Ela saltou do ônibus com a cabeça nas nuvens. Era estranho estar ali. Conhecia o lugar, mas era a primeira vez que pisava naquela rodoviária sabendo que demoraria um tempo para voltar, que tinha uma nova casa agora, e uma nova vida despontava naquela tarde quente, coisa abafada, tão diferente do tempo a que estava acostumada desde sempre.

Ela tinha 22. Carregava nos ombros uma mochila pesada e no peito um coração que não conseguia calar. Ele batia com vida. Cumpria o seu papel, apesar do medo e da dúvida, e das feridas que quase o silenciaram. Passadas, agora, passado, tão presente que era quase impossível acreditar que estivesse mesmo ali, meio perdida numa rodoviária suja, e não na prisão habitual, da qual acreditara que jamais sairia.
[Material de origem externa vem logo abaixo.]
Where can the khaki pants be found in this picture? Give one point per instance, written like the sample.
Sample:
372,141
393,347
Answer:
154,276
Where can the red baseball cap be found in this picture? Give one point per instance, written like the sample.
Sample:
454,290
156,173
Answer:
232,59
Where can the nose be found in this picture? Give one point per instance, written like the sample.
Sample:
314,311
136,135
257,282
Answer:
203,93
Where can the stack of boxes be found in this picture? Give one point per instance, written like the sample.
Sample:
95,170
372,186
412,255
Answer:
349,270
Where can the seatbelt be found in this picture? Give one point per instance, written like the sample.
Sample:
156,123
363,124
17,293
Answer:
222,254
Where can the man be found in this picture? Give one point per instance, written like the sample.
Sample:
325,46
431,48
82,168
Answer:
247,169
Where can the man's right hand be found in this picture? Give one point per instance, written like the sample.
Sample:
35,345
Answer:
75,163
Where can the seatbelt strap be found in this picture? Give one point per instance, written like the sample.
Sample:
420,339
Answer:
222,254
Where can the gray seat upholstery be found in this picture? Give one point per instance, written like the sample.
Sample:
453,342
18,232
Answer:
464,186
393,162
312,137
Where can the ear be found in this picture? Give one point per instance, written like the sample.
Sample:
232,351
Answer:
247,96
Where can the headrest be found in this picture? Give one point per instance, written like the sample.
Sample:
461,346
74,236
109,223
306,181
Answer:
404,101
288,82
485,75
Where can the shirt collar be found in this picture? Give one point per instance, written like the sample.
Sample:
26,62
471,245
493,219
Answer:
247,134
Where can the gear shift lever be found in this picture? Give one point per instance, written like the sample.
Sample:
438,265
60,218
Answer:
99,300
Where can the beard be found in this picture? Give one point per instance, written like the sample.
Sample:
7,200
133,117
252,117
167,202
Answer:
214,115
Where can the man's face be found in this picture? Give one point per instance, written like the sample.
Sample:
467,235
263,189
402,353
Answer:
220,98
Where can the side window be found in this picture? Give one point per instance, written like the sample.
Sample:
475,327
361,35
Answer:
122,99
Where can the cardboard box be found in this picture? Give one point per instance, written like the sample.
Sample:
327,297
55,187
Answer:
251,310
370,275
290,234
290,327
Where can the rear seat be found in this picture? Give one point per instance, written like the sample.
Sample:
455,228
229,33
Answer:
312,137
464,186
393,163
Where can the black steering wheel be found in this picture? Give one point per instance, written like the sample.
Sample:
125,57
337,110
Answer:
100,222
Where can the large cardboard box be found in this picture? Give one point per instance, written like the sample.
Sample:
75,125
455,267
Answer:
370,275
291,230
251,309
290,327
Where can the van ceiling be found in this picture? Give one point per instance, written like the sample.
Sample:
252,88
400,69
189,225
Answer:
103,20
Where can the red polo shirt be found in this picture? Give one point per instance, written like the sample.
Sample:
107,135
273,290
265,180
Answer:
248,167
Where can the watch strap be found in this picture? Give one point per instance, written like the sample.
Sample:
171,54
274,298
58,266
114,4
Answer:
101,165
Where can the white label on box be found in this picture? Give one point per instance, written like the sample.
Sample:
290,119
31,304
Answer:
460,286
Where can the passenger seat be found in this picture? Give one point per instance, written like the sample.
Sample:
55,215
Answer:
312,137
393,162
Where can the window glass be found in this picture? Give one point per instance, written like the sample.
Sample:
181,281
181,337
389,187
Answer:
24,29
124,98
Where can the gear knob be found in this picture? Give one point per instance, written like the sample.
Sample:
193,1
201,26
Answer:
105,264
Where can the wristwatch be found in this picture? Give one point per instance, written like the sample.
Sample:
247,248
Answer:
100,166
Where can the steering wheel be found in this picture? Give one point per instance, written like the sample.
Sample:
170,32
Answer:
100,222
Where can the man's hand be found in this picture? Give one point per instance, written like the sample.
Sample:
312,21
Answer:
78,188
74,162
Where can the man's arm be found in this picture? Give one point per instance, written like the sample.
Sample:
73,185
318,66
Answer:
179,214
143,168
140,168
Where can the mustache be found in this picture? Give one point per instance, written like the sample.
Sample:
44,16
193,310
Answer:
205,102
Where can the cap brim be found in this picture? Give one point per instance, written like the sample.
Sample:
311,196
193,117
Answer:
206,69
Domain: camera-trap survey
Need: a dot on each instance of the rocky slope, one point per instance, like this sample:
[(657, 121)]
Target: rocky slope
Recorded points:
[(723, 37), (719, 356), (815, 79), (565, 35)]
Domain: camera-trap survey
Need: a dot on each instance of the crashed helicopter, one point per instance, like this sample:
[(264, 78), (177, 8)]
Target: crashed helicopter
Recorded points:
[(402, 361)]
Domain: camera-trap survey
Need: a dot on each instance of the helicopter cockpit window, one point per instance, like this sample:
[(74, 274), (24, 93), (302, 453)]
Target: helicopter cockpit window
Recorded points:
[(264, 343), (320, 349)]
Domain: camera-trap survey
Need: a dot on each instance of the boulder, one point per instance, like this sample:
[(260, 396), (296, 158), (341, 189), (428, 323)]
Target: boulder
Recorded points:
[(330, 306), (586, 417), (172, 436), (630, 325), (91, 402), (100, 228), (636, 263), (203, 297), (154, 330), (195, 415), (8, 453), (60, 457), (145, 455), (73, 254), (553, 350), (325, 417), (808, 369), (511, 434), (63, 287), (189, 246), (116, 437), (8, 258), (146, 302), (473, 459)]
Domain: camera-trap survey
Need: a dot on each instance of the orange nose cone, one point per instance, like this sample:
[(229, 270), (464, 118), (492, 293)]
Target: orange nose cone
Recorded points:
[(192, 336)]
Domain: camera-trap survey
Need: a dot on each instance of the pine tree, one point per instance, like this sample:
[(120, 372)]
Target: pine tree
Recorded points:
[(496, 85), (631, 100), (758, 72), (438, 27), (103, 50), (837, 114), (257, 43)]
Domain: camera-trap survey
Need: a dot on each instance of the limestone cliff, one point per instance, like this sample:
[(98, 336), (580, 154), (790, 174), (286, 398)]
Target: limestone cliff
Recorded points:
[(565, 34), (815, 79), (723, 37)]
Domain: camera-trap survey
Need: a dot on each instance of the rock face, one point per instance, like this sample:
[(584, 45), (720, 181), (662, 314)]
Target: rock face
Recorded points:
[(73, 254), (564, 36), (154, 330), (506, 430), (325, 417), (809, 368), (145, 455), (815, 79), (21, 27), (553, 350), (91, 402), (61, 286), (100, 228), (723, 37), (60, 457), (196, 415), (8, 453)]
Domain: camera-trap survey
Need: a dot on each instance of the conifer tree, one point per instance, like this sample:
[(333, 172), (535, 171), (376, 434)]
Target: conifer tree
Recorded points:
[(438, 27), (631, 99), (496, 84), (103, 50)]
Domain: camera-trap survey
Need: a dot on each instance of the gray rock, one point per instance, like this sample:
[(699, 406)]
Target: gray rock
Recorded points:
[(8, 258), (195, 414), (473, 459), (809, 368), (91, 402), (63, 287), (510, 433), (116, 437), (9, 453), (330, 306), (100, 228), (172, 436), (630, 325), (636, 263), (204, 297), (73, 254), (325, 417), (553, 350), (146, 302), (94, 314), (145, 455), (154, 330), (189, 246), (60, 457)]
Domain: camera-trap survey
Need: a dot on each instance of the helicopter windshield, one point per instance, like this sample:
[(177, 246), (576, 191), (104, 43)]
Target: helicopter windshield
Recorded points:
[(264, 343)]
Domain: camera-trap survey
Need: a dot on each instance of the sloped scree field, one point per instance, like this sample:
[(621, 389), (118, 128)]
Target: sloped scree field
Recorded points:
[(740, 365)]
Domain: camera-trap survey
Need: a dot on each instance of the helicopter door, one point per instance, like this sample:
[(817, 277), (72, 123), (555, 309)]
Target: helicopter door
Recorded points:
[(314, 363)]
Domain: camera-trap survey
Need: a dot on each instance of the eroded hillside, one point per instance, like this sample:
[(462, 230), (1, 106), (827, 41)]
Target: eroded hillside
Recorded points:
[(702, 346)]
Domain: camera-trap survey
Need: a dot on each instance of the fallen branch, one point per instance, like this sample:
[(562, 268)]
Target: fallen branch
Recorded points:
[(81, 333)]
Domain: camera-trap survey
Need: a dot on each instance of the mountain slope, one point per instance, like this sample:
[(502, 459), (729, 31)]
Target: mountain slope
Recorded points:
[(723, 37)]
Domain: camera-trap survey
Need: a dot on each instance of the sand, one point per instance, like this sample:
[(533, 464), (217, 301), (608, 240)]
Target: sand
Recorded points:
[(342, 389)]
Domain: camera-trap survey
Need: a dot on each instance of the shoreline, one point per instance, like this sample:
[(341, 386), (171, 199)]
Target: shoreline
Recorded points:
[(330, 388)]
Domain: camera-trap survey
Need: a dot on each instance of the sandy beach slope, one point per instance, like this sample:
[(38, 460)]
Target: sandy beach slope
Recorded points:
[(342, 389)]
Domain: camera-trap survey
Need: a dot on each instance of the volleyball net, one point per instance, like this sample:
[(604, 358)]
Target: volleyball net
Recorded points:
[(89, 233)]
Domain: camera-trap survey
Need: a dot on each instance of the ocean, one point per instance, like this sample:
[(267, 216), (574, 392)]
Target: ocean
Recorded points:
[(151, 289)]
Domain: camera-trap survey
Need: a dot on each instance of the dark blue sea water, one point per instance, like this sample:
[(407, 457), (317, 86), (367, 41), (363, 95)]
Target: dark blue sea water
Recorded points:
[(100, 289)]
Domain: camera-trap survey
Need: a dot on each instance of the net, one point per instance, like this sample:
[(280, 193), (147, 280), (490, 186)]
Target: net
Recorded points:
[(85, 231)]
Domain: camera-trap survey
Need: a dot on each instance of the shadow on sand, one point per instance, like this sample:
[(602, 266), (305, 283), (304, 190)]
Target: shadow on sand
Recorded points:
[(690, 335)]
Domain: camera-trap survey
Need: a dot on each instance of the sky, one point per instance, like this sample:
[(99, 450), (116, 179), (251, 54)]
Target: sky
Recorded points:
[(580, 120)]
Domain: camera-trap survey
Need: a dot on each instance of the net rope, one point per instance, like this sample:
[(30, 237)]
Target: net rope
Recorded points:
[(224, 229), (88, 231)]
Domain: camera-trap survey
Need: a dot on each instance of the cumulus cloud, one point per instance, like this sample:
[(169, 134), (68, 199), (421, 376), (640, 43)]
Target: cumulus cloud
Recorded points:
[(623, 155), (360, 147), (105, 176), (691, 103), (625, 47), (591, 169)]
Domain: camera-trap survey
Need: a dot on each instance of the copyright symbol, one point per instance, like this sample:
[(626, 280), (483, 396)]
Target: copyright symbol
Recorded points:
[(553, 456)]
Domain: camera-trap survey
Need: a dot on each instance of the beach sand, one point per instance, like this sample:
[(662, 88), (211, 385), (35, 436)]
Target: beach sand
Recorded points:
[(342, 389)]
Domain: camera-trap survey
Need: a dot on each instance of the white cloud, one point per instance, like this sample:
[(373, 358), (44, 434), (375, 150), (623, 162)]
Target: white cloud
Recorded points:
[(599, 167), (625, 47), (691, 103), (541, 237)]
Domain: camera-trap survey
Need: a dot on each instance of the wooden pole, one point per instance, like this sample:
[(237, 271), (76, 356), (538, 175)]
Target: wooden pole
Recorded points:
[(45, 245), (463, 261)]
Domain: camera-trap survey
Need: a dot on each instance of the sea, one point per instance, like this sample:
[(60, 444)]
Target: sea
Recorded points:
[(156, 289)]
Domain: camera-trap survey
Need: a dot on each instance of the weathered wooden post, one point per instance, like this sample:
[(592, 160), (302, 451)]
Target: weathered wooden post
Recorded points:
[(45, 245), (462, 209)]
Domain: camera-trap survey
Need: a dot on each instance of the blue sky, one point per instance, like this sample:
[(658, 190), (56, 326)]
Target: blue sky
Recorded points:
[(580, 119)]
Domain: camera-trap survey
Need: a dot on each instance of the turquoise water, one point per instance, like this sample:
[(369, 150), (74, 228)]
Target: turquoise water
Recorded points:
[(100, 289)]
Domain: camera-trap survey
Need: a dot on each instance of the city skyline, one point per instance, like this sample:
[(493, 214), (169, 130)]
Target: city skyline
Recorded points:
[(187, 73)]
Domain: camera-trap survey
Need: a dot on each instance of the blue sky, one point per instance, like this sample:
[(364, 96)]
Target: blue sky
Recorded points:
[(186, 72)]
Caminhou lentamente, ciente de alguns olhares, da sensação estranha no estômago, da necessidade de se distrair um pouco, se perder nos devaneios. Ela andava de um jeito diferente, como quem não sabe ao certo aonde vai, ou tem tanta certeza de onde quer chegar que pouco importa se seus pés tocam o céu ou o chão. Talvez os dois. Se existe uma coisa sobre sonhos, é que eles comportam a certeza e a dúvida de uma maneira única, e ela tinha mesmo essa maneira toda única de se comportar.

***

O Centro da cidade é um lugar assustador. Ela vinha de longe, onde todos ouviam histórias sobre os perigos daquela terra cinza. Não era um lugar muito bonito, mesmo para ela, que tentava enxergar a beleza de cada coisa.

Havia, no entanto, os detalhes, e neles estavam sua sorte. Destacados aos olhos bem treinados, pintavam o retrato de uma solidão coletiva: a mulher com as crianças, que esperava condução no ponto ao lado, parecia sozinha. O fiscal rodoviário, que tragava de semblante fechado seu cigarro de filtro amarelo, também. O mendigo enrolado na manta, o jovem de camisa social e bíblia embaixo do braço, o velhinho todo arrumado. Sozinhos.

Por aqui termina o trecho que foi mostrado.